C2.4 Paolo Santini's Memorial Lecture: Active damping, vibration isolation and shape control of space structures

Session: Advanced Materials and Structures for High Temperature Applications
Day: Tuesday 20.09.2022
Time: 10:15
Room: W06


Professor Emeritus, Université Libre de Bruxelles


The lecture reviews the contributions of the author to the control of precision space structures during the past 35 years. The first part is devoted to the active damping of space trusses with emphasis on robustness. Guaranteed stability is achieved by using decentralized collocated actuator-sensor pairs. The so-called “Integral Force Feedback” (IFF) is simple and effective, and the performances can be predicted easily with simple formulae based on modal analyses. These predictions have been confirmed by numerous experiments.
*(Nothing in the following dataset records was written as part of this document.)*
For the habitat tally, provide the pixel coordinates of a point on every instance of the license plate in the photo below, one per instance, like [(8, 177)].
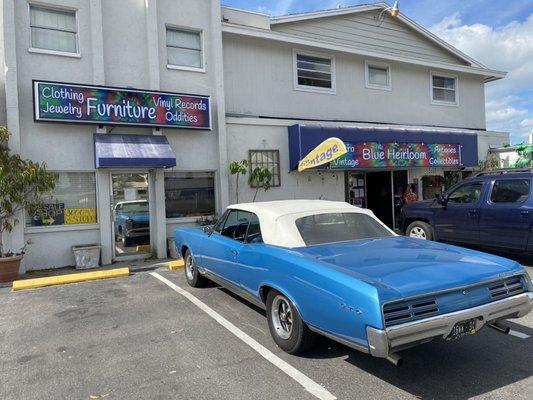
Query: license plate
[(463, 328)]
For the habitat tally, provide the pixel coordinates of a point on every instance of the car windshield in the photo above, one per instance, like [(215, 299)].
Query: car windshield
[(339, 227), (135, 208)]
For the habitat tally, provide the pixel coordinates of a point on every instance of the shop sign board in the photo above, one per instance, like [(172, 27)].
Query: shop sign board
[(80, 216), (73, 103), (390, 155), (49, 214)]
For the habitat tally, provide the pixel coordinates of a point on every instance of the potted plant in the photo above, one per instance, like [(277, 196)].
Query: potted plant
[(238, 168), (22, 186), (260, 178)]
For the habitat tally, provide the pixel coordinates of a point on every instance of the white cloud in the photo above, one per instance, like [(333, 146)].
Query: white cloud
[(508, 48)]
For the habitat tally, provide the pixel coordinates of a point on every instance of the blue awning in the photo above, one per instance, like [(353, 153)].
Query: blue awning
[(130, 151)]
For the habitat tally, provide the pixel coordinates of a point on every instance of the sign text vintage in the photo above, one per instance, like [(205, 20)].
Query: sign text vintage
[(383, 155), (62, 102)]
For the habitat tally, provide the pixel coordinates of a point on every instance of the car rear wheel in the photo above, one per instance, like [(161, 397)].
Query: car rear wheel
[(286, 326), (420, 230), (192, 275)]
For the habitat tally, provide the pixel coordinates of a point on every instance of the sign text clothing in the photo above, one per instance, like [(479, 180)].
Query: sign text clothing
[(61, 102), (386, 155)]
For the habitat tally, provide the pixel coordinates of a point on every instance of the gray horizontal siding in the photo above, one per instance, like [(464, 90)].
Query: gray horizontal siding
[(364, 31)]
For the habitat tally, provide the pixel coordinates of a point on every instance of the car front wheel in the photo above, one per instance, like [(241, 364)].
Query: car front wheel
[(286, 326), (420, 230), (192, 275)]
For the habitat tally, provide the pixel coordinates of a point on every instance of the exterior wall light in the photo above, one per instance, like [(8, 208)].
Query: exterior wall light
[(394, 11)]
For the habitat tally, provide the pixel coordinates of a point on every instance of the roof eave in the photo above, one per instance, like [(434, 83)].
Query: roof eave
[(490, 75), (283, 19)]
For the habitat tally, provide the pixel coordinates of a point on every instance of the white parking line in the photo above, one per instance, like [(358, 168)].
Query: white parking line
[(519, 334), (311, 386)]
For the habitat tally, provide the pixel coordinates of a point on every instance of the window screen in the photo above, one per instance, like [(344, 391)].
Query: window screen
[(53, 29), (184, 48), (444, 88), (266, 159), (314, 71), (339, 227), (510, 191), (73, 201), (189, 194)]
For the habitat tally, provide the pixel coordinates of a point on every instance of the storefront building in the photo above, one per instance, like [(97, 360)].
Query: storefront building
[(139, 106), (123, 100), (409, 107)]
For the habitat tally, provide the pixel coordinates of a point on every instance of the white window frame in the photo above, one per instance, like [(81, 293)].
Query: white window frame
[(440, 102), (202, 45), (182, 220), (332, 90), (37, 50), (368, 85)]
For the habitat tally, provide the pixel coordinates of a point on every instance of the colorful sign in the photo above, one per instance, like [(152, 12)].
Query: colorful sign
[(80, 216), (388, 155), (62, 102), (326, 152), (50, 214)]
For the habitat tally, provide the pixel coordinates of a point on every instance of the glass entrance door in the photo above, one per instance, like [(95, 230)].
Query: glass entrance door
[(131, 214)]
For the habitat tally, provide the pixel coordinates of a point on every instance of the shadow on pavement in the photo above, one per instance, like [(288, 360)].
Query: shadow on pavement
[(463, 369)]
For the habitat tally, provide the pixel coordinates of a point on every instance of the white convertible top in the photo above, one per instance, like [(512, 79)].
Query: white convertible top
[(277, 218)]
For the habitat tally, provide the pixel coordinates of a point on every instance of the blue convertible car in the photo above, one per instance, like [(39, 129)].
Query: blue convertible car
[(334, 269)]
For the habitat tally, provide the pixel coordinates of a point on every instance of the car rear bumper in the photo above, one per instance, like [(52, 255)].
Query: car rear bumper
[(387, 341)]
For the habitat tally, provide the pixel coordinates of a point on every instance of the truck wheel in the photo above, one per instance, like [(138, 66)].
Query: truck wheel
[(192, 275), (420, 230), (286, 326)]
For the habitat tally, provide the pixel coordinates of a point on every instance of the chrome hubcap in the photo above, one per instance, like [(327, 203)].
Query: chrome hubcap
[(189, 268), (282, 317), (418, 233)]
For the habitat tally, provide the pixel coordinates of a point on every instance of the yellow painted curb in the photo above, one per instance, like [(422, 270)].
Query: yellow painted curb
[(72, 278), (176, 264)]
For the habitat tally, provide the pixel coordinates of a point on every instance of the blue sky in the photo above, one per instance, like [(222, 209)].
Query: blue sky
[(498, 33)]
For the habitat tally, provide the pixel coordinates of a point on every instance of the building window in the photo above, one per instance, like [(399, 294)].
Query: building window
[(184, 49), (443, 89), (377, 75), (189, 194), (266, 159), (53, 29), (314, 72), (72, 202)]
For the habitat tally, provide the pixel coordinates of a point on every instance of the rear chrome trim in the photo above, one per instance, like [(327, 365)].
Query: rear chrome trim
[(393, 338), (339, 339)]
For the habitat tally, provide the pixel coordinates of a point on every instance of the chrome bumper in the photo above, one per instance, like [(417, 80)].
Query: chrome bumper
[(384, 342)]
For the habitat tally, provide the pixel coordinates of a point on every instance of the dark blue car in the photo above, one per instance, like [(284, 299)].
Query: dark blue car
[(132, 221), (492, 209)]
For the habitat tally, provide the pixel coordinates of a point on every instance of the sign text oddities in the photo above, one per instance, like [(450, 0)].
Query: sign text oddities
[(60, 102)]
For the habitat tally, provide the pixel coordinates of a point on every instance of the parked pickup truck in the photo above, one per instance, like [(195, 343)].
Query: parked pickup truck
[(492, 209)]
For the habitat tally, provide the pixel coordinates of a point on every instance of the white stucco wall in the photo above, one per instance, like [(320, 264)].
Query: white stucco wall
[(122, 43), (259, 81), (294, 185)]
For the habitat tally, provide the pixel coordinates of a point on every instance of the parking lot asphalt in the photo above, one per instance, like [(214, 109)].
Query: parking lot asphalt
[(137, 338)]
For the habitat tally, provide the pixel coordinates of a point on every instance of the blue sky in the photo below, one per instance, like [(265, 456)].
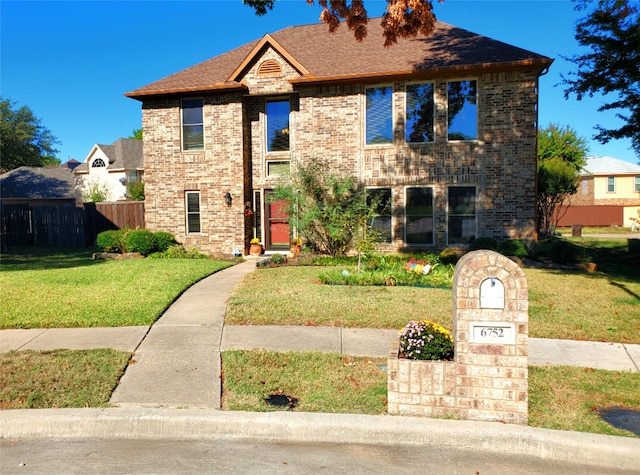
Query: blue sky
[(72, 61)]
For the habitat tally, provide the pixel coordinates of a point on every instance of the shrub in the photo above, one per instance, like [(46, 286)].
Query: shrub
[(135, 190), (448, 256), (142, 241), (513, 247), (112, 240), (564, 252), (483, 243), (164, 240), (425, 340)]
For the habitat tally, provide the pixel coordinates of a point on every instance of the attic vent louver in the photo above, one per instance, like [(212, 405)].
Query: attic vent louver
[(269, 67)]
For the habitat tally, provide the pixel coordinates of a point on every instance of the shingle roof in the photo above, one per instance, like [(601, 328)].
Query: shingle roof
[(123, 154), (322, 56), (38, 183), (610, 166)]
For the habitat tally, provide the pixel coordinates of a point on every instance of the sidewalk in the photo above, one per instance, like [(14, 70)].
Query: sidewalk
[(350, 341), (172, 388)]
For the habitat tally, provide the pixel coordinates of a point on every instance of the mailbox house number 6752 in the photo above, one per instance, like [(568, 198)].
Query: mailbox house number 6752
[(492, 332)]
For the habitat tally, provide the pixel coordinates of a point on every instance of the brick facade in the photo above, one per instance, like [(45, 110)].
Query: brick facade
[(327, 121)]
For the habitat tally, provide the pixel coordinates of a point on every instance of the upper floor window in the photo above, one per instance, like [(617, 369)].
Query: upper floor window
[(278, 126), (193, 211), (462, 110), (379, 115), (419, 215), (192, 124), (380, 200), (461, 216), (419, 113)]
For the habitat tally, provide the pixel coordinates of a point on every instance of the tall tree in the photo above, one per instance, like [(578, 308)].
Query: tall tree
[(136, 134), (24, 141), (561, 157), (611, 32), (401, 19), (328, 210)]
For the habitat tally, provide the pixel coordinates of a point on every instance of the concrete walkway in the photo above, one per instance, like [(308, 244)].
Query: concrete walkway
[(176, 362), (172, 388)]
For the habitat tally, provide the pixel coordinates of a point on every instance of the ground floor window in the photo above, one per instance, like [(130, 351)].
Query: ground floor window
[(192, 199), (461, 214), (380, 198), (419, 215)]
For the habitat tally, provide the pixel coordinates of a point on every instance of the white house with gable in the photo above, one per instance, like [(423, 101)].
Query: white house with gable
[(112, 168)]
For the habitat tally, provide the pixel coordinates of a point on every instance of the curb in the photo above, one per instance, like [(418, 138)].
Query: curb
[(602, 451)]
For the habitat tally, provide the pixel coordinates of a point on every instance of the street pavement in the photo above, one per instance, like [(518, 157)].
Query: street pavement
[(171, 393)]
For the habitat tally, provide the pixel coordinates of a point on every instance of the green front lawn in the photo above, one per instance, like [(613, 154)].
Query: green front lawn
[(58, 288)]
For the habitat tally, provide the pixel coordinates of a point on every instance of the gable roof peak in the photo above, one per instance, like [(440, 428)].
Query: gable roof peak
[(266, 40)]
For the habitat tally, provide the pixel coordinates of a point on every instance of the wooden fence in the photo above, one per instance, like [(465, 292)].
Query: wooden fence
[(66, 226)]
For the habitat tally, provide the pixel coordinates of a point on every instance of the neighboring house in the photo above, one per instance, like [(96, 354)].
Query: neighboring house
[(443, 129), (112, 168), (39, 186), (608, 194)]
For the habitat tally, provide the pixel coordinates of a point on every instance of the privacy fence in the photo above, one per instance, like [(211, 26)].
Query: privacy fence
[(65, 226)]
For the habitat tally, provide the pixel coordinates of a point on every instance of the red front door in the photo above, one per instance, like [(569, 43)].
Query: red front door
[(277, 224)]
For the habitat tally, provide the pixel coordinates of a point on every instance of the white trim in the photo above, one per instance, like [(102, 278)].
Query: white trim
[(181, 109), (475, 215), (393, 118), (477, 109), (404, 111), (433, 215)]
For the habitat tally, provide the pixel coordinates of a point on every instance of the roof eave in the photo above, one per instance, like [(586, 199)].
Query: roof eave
[(225, 87), (448, 71)]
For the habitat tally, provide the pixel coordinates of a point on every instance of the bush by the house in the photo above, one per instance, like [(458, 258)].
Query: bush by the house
[(164, 240), (448, 256), (142, 241), (425, 340), (113, 240)]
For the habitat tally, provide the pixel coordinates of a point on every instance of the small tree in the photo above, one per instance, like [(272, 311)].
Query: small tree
[(24, 141), (135, 190), (329, 211), (95, 192), (561, 156)]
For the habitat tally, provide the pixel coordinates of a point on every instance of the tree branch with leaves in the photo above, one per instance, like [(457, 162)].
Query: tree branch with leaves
[(401, 19)]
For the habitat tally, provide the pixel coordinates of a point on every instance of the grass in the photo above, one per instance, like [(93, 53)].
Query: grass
[(314, 382), (563, 304), (60, 378), (561, 398), (67, 288)]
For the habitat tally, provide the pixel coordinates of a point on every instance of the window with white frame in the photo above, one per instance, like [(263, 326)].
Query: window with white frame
[(277, 112), (133, 176), (462, 110), (418, 225), (192, 124), (461, 214), (192, 199), (380, 200), (419, 112), (379, 115)]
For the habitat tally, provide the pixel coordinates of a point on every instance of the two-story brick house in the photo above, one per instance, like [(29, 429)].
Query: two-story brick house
[(442, 128)]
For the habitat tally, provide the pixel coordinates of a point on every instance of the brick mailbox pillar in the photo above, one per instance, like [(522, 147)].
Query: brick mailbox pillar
[(488, 379)]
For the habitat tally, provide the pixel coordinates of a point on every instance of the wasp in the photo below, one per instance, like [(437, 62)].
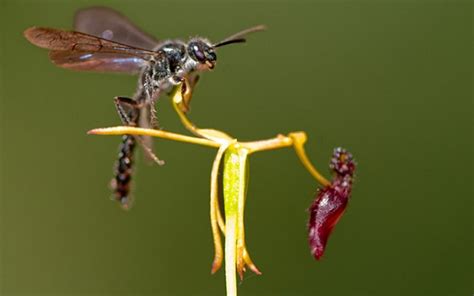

The damping strategy for trusses has been extended to cable structures, also confirmed experimentally. The second part addresses the problem of vibration isolation: isolating a sensitive payload from the vibration induced by the spacecraft (i.e. unbalanced mass of attitude control reaction wheels and gyros). A six-axis isolator based on a Gough-Stewart platform is discussed; once again, the approach emphasizes robustness. Two different solutions are presented: The first one (active isolation) uses a decentralized controller with collocated pairs of actuator and force sensor, with IFF control. It is demonstrated that this special implementation of the “sky-hook”, unlike the classical one, has guaranteed stability, even if the two substructures it connects are flexible (typical of large space structures). A second approach (passive) discusses an electromagnetic implementation of the “Relaxation Isolator” where the classical dash-pot of the linear damper is substituted by a Maxwell unit, leading to an asymptotic decay rate of -40 dB/decade, similar to the sky-hook (although much simpler in terms of electronics). The third part of the lecture summarizes more recent work done on the control of flexible mirrors: (i) flat mirrors for adaptive optics (AO) controlled by an array of piezoelectric ceramic (PZT) actuators and (ii) Spherical thin shell polymer reflectors controlled by an array of piezoelectric polymer actuators (PVDF-TrFE); aimed at being deployed in space.